Ce climat a une conséquence économique directe : personne ne sait si les besoins de calcul continueront de doubler ou s'ils plafonneront. Les mêmes contraintes matérielles se voient déjà ailleurs dans la chaîne — la pénurie de mémoire, que Tim Cook a qualifiée d'« inondation centennale » selon Inc., fait grimper le prix des téléphones. Une province qui signe aujourd'hui des contrats de raccordement de trente ans sur des hypothèses de croissance californiennes prend un risque; une province qui refuse tout prend l'autre.

Le vrai test n'est pas le nombre de mégawatts

La question n'est donc pas de savoir si le Québec doit accueillir des centres de données — il en accueille déjà à Beauharnois, à Lévis, à Drummondville, à Montréal.

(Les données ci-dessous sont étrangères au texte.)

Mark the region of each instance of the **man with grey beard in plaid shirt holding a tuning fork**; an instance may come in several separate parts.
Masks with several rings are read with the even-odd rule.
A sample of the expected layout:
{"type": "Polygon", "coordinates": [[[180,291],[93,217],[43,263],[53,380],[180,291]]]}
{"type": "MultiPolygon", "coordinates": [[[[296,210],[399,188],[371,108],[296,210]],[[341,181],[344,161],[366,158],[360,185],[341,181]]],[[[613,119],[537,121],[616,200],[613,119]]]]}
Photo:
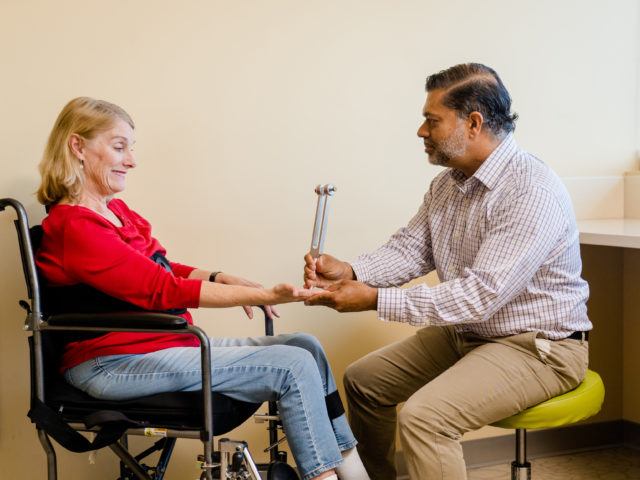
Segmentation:
{"type": "Polygon", "coordinates": [[[425,327],[345,374],[372,479],[396,478],[396,421],[411,479],[465,479],[465,432],[576,387],[587,368],[588,287],[565,188],[517,146],[494,70],[456,65],[426,90],[418,136],[447,169],[418,213],[351,264],[305,257],[306,286],[326,288],[307,304],[425,327]],[[439,285],[398,288],[432,270],[439,285]]]}

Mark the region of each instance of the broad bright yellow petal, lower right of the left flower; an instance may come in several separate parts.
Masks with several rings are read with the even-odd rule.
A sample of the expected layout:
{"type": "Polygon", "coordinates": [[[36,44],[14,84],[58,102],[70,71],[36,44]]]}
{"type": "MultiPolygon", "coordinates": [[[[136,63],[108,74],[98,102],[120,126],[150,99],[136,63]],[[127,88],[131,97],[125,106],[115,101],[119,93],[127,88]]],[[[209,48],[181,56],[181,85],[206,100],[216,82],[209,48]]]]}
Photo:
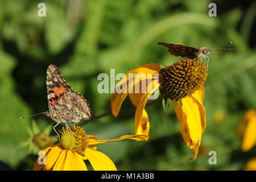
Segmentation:
{"type": "Polygon", "coordinates": [[[84,154],[95,171],[117,171],[112,160],[102,152],[86,148],[84,154]]]}

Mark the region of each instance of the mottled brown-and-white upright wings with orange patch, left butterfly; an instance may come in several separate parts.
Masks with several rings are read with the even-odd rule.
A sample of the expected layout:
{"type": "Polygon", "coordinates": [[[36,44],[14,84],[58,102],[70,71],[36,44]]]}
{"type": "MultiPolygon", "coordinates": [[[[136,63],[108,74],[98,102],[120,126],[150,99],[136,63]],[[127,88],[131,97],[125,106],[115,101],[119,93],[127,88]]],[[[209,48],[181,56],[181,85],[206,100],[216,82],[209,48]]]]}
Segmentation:
{"type": "Polygon", "coordinates": [[[59,68],[49,65],[46,76],[49,117],[56,122],[79,122],[92,116],[85,98],[74,92],[64,80],[59,68]]]}

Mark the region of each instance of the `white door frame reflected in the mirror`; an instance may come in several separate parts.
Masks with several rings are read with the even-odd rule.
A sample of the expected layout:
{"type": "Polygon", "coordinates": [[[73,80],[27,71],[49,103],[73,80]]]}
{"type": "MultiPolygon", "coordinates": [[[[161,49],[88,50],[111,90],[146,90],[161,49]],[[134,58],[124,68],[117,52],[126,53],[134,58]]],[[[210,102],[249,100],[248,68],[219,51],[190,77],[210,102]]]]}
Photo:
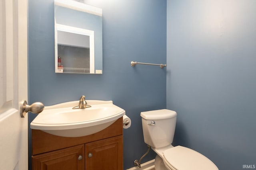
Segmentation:
{"type": "Polygon", "coordinates": [[[94,73],[94,31],[55,23],[55,72],[58,72],[58,31],[87,35],[90,37],[90,73],[94,73]]]}

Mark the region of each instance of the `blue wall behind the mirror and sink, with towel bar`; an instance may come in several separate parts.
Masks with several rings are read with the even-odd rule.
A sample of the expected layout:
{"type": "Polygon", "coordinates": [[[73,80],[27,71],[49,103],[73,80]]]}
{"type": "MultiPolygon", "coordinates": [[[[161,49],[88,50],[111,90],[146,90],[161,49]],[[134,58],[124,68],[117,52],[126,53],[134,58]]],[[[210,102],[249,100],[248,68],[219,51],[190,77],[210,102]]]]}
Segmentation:
{"type": "MultiPolygon", "coordinates": [[[[132,126],[124,130],[124,169],[130,168],[147,150],[140,112],[166,108],[166,68],[130,66],[131,61],[166,63],[166,0],[86,3],[102,8],[102,75],[55,73],[54,0],[28,0],[29,103],[50,106],[81,95],[112,100],[132,119],[132,126]]],[[[34,117],[29,114],[29,123],[34,117]]],[[[30,146],[29,131],[29,153],[30,146]]],[[[142,162],[154,156],[151,150],[142,162]]]]}

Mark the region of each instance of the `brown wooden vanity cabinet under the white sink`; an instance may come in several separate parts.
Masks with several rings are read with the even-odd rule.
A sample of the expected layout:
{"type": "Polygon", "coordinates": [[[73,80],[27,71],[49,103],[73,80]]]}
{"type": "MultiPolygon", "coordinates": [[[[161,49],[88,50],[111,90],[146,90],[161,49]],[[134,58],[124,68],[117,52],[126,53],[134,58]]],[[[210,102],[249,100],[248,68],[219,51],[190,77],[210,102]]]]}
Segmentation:
{"type": "Polygon", "coordinates": [[[32,129],[33,170],[123,170],[122,117],[84,137],[59,137],[32,129]]]}

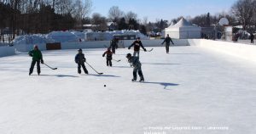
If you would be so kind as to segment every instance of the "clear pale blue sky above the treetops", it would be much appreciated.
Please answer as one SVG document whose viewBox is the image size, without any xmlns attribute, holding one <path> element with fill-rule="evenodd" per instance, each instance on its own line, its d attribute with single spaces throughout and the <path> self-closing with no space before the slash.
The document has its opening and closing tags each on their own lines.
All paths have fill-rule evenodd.
<svg viewBox="0 0 256 134">
<path fill-rule="evenodd" d="M 132 11 L 138 14 L 139 19 L 148 17 L 149 21 L 156 19 L 172 20 L 199 14 L 217 14 L 230 11 L 236 0 L 91 0 L 92 12 L 108 17 L 108 10 L 113 6 L 127 13 Z"/>
</svg>

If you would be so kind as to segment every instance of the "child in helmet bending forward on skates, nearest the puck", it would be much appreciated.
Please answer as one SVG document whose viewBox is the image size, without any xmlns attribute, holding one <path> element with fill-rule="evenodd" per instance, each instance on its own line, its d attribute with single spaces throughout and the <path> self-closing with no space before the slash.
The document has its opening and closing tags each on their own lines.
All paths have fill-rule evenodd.
<svg viewBox="0 0 256 134">
<path fill-rule="evenodd" d="M 128 62 L 133 66 L 133 78 L 131 81 L 137 81 L 137 72 L 140 76 L 140 82 L 144 81 L 143 76 L 143 70 L 142 70 L 142 64 L 139 61 L 138 57 L 131 56 L 131 53 L 127 53 L 126 58 L 128 59 Z"/>
</svg>

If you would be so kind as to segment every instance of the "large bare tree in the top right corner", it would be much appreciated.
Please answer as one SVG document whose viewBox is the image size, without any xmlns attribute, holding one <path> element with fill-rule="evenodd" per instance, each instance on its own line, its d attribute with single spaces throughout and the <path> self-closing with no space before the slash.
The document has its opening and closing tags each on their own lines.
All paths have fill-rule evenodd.
<svg viewBox="0 0 256 134">
<path fill-rule="evenodd" d="M 240 21 L 244 30 L 253 22 L 253 15 L 255 15 L 254 0 L 238 0 L 231 8 L 232 13 L 236 15 L 237 20 Z"/>
</svg>

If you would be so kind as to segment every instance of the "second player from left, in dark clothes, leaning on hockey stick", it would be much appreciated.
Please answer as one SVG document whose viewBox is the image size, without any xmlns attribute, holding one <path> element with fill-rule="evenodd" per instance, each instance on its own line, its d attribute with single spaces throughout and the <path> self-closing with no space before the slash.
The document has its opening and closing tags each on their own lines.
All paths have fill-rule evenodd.
<svg viewBox="0 0 256 134">
<path fill-rule="evenodd" d="M 88 70 L 86 70 L 84 62 L 86 62 L 86 59 L 84 58 L 84 53 L 81 48 L 79 48 L 79 53 L 75 57 L 75 62 L 78 64 L 78 73 L 81 74 L 81 66 L 84 70 L 85 74 L 88 74 Z"/>
</svg>

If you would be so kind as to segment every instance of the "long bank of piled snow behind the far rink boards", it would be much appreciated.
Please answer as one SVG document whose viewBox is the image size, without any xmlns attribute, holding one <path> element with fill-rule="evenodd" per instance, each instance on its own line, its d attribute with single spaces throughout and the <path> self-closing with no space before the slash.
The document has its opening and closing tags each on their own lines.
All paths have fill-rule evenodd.
<svg viewBox="0 0 256 134">
<path fill-rule="evenodd" d="M 149 37 L 143 35 L 140 31 L 106 31 L 94 32 L 90 30 L 80 31 L 52 31 L 47 35 L 34 34 L 26 36 L 17 36 L 14 44 L 39 44 L 48 42 L 79 42 L 79 41 L 110 41 L 113 36 L 136 36 L 143 40 Z"/>
</svg>

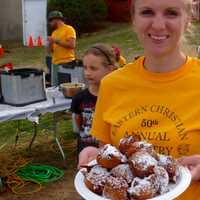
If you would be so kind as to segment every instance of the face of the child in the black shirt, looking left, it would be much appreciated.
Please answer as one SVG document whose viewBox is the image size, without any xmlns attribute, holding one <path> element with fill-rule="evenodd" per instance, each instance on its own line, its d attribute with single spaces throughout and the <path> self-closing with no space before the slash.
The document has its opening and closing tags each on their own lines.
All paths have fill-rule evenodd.
<svg viewBox="0 0 200 200">
<path fill-rule="evenodd" d="M 112 70 L 112 66 L 104 66 L 103 58 L 95 56 L 93 54 L 85 55 L 83 58 L 84 76 L 88 84 L 99 85 L 101 79 L 109 74 Z"/>
</svg>

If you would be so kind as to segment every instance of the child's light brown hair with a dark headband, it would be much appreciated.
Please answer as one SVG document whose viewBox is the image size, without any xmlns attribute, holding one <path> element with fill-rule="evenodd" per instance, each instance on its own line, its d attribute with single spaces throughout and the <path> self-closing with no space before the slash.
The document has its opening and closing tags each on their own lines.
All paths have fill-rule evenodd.
<svg viewBox="0 0 200 200">
<path fill-rule="evenodd" d="M 112 65 L 113 67 L 116 66 L 116 55 L 114 49 L 108 45 L 103 43 L 98 43 L 91 46 L 85 53 L 84 56 L 92 54 L 97 57 L 102 58 L 102 63 L 105 67 Z"/>
</svg>

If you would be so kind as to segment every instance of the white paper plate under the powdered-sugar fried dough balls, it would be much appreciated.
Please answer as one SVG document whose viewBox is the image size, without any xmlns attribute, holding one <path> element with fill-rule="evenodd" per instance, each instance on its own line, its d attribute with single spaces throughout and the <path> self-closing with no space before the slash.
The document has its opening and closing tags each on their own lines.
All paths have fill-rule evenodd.
<svg viewBox="0 0 200 200">
<path fill-rule="evenodd" d="M 90 165 L 95 164 L 96 161 L 92 161 Z M 151 200 L 172 200 L 176 197 L 180 196 L 190 185 L 191 182 L 191 173 L 186 167 L 180 167 L 179 169 L 180 175 L 177 178 L 176 184 L 170 184 L 169 185 L 169 192 L 159 195 L 157 197 L 152 198 Z M 85 200 L 108 200 L 106 198 L 103 198 L 102 196 L 99 196 L 92 191 L 90 191 L 85 183 L 84 183 L 84 176 L 79 171 L 76 174 L 74 185 L 77 190 L 77 192 L 85 199 Z"/>
</svg>

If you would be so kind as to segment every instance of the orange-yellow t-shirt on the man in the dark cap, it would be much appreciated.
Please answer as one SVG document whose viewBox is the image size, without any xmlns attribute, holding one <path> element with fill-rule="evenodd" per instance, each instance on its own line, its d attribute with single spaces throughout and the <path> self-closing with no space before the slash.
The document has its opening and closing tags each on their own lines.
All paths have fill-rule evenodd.
<svg viewBox="0 0 200 200">
<path fill-rule="evenodd" d="M 76 38 L 76 32 L 72 26 L 64 24 L 52 33 L 52 37 L 60 40 L 61 42 L 66 42 L 70 38 Z M 53 64 L 67 63 L 75 59 L 74 49 L 66 49 L 60 45 L 53 44 L 52 50 Z"/>
</svg>

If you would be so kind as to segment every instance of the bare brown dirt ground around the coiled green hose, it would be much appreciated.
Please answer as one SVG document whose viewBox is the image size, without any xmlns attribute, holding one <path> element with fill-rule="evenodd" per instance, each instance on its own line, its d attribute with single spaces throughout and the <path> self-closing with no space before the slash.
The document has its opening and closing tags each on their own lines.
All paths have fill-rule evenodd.
<svg viewBox="0 0 200 200">
<path fill-rule="evenodd" d="M 6 152 L 6 154 L 2 152 L 0 154 L 0 163 L 2 165 L 3 159 L 1 157 L 3 158 L 3 155 L 6 155 L 8 160 L 17 162 L 15 160 L 15 158 L 18 159 L 17 154 L 25 160 L 31 160 L 32 163 L 48 164 L 58 167 L 64 170 L 65 175 L 61 180 L 45 185 L 39 192 L 30 195 L 16 195 L 10 190 L 7 190 L 0 194 L 0 200 L 79 200 L 80 196 L 75 191 L 73 183 L 77 165 L 76 143 L 75 141 L 68 141 L 62 145 L 67 155 L 65 163 L 53 142 L 44 142 L 42 144 L 40 142 L 40 144 L 34 145 L 31 154 L 27 153 L 24 148 L 18 148 L 15 153 L 13 153 L 14 151 L 11 151 L 12 153 Z"/>
</svg>

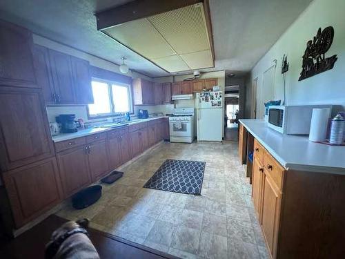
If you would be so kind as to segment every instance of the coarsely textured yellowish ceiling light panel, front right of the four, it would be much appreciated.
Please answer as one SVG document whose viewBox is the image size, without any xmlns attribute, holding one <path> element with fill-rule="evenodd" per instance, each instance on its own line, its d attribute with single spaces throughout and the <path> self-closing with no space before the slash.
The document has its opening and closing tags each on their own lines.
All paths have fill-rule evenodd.
<svg viewBox="0 0 345 259">
<path fill-rule="evenodd" d="M 201 3 L 148 17 L 148 21 L 178 54 L 210 48 Z"/>
</svg>

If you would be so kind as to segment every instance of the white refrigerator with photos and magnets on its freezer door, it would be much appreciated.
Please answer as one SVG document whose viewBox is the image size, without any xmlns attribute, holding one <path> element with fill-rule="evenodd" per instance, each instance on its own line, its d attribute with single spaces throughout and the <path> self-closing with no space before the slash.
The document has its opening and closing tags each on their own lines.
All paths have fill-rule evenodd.
<svg viewBox="0 0 345 259">
<path fill-rule="evenodd" d="M 221 91 L 196 94 L 197 140 L 221 141 L 223 122 L 223 99 Z"/>
</svg>

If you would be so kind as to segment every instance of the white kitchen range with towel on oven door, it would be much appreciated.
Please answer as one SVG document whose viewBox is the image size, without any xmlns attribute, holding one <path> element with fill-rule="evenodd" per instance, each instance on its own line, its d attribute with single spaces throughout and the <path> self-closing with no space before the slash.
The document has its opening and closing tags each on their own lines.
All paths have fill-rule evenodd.
<svg viewBox="0 0 345 259">
<path fill-rule="evenodd" d="M 170 142 L 192 143 L 195 138 L 194 108 L 175 108 L 169 117 Z"/>
</svg>

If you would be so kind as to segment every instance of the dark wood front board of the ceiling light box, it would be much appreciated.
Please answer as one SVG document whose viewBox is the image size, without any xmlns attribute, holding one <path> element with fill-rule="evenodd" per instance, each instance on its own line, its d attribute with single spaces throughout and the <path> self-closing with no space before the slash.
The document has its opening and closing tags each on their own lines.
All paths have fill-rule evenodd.
<svg viewBox="0 0 345 259">
<path fill-rule="evenodd" d="M 125 3 L 115 8 L 99 11 L 95 13 L 97 19 L 97 30 L 104 30 L 112 26 L 117 26 L 127 21 L 134 21 L 137 19 L 158 15 L 163 12 L 169 12 L 185 6 L 190 6 L 195 3 L 200 3 L 202 0 L 136 0 Z"/>
</svg>

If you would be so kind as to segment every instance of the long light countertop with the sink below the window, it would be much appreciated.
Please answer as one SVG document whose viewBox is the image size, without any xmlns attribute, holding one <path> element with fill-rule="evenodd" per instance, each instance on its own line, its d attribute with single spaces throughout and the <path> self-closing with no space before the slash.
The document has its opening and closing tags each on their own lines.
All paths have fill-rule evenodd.
<svg viewBox="0 0 345 259">
<path fill-rule="evenodd" d="M 160 116 L 160 117 L 150 117 L 148 119 L 135 119 L 135 122 L 132 122 L 128 125 L 120 126 L 117 128 L 125 128 L 125 127 L 131 126 L 131 125 L 139 124 L 142 122 L 149 122 L 150 120 L 161 119 L 161 118 L 168 118 L 168 117 L 167 116 Z M 116 129 L 116 128 L 85 128 L 85 129 L 77 131 L 75 133 L 61 133 L 59 135 L 52 136 L 52 141 L 57 143 L 57 142 L 61 142 L 64 140 L 72 140 L 72 139 L 75 139 L 77 137 L 85 137 L 85 136 L 92 135 L 95 133 L 112 131 L 114 129 Z"/>
</svg>

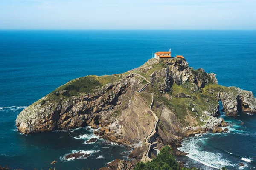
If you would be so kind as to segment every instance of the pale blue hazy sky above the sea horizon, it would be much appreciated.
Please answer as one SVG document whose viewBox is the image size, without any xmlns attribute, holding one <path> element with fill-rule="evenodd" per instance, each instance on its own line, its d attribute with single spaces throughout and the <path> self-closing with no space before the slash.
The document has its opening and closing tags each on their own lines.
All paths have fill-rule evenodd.
<svg viewBox="0 0 256 170">
<path fill-rule="evenodd" d="M 256 0 L 0 0 L 0 29 L 256 29 Z"/>
</svg>

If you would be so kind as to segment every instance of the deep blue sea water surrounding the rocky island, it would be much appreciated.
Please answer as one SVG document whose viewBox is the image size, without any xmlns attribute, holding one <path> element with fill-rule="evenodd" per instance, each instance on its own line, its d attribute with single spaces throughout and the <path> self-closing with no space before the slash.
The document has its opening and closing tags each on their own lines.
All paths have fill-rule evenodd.
<svg viewBox="0 0 256 170">
<path fill-rule="evenodd" d="M 84 144 L 92 130 L 25 136 L 16 131 L 15 119 L 23 106 L 71 79 L 122 73 L 169 48 L 172 56 L 183 55 L 190 67 L 216 73 L 219 84 L 256 94 L 256 31 L 0 31 L 0 164 L 32 170 L 49 167 L 58 159 L 58 167 L 69 170 L 99 168 L 114 158 L 125 159 L 121 153 L 129 148 L 104 141 Z M 246 164 L 244 169 L 255 168 L 256 116 L 221 116 L 230 122 L 230 133 L 186 139 L 183 149 L 190 154 L 180 159 L 202 169 L 227 165 L 236 170 L 240 162 Z M 62 161 L 62 156 L 75 150 L 92 156 Z"/>
</svg>

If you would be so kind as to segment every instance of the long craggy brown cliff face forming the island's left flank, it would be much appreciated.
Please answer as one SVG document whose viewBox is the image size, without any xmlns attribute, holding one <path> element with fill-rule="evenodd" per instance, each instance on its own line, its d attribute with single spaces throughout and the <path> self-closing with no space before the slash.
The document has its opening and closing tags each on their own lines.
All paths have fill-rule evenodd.
<svg viewBox="0 0 256 170">
<path fill-rule="evenodd" d="M 143 84 L 142 80 L 136 79 L 133 74 L 114 75 L 114 82 L 102 87 L 99 87 L 100 83 L 96 78 L 96 76 L 84 77 L 90 79 L 88 81 L 92 84 L 96 84 L 87 92 L 79 93 L 75 90 L 77 95 L 69 96 L 73 91 L 70 87 L 76 89 L 73 87 L 74 84 L 80 85 L 84 81 L 84 79 L 75 79 L 25 108 L 16 119 L 20 132 L 70 129 L 90 123 L 111 124 L 116 121 L 116 115 L 119 113 L 116 106 L 128 102 L 135 89 Z M 107 78 L 107 76 L 102 77 L 101 81 L 105 83 Z"/>
</svg>

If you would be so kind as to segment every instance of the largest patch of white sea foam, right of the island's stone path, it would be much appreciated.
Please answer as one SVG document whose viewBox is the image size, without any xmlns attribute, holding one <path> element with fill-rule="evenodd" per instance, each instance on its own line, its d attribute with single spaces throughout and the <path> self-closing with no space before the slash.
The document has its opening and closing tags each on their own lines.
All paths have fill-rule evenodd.
<svg viewBox="0 0 256 170">
<path fill-rule="evenodd" d="M 182 142 L 182 147 L 178 150 L 189 153 L 187 157 L 198 161 L 206 166 L 219 169 L 222 166 L 236 166 L 230 164 L 227 159 L 225 159 L 221 153 L 212 153 L 200 150 L 200 140 L 195 140 L 194 138 L 187 138 Z"/>
</svg>

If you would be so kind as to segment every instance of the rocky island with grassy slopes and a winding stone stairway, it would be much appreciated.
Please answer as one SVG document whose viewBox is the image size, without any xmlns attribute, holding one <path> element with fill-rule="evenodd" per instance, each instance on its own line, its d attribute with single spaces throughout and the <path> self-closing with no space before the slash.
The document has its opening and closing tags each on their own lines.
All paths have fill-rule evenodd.
<svg viewBox="0 0 256 170">
<path fill-rule="evenodd" d="M 25 108 L 16 125 L 25 134 L 100 128 L 95 134 L 111 142 L 139 143 L 129 156 L 147 161 L 165 145 L 186 154 L 175 150 L 185 136 L 228 130 L 218 118 L 220 101 L 227 116 L 256 113 L 252 92 L 218 85 L 215 74 L 194 70 L 184 58 L 152 58 L 122 74 L 67 82 Z M 118 162 L 117 167 L 135 164 Z"/>
</svg>

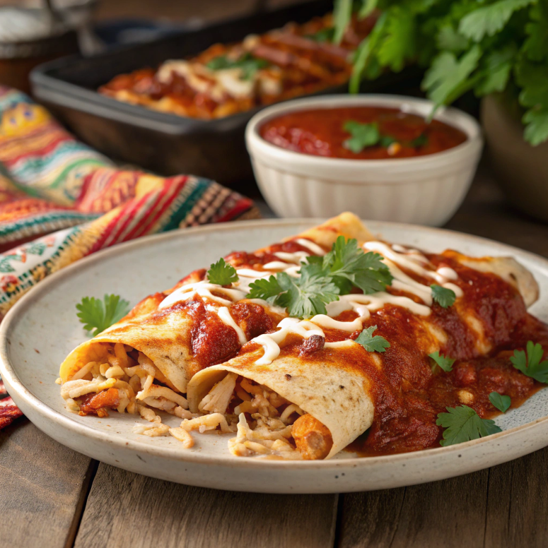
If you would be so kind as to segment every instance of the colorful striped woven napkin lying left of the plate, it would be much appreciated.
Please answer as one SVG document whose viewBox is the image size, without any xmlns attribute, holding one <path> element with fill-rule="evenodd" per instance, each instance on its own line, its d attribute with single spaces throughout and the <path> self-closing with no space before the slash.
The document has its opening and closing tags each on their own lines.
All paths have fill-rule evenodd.
<svg viewBox="0 0 548 548">
<path fill-rule="evenodd" d="M 257 218 L 252 201 L 193 177 L 116 167 L 47 110 L 0 87 L 0 319 L 31 287 L 119 242 Z M 0 429 L 21 416 L 0 381 Z"/>
</svg>

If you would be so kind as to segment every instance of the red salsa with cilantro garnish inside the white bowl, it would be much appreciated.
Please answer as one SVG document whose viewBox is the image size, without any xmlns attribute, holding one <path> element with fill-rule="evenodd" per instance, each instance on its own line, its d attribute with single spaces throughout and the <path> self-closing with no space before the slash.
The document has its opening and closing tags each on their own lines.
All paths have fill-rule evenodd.
<svg viewBox="0 0 548 548">
<path fill-rule="evenodd" d="M 442 121 L 387 107 L 307 109 L 274 117 L 260 135 L 293 152 L 385 160 L 441 153 L 467 140 L 466 133 Z"/>
</svg>

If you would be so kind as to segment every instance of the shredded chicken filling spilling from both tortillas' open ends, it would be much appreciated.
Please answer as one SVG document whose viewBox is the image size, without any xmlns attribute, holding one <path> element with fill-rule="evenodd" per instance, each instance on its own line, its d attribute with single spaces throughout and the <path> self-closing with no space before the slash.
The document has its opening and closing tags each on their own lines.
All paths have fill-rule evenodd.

Elle est de savoir ce qu'il exige en retour : de la chaleur récupérée, une part de capacité de calcul accessible aux entreprises et aux chercheurs québécois, des tarifs qui ne diluent pas l'avantage hydroélectrique, une flexibilité contractuelle permettant d'effacer la charge lors des pointes hivernales.

L'Ontario, avec son nouveau ministère, mise sur le volume et la vitesse. Le Québec mise sur la sélection. La stratégie ontarienne sera jugée sur les annonces des deux prochaines années; la stratégie québécoise, sur la qualité des contrats que personne ne lira. C'est moins spectaculaire — mais c'est là que se trouve la différence entre héberger l'intelligence artificielle et en tirer quelque chose.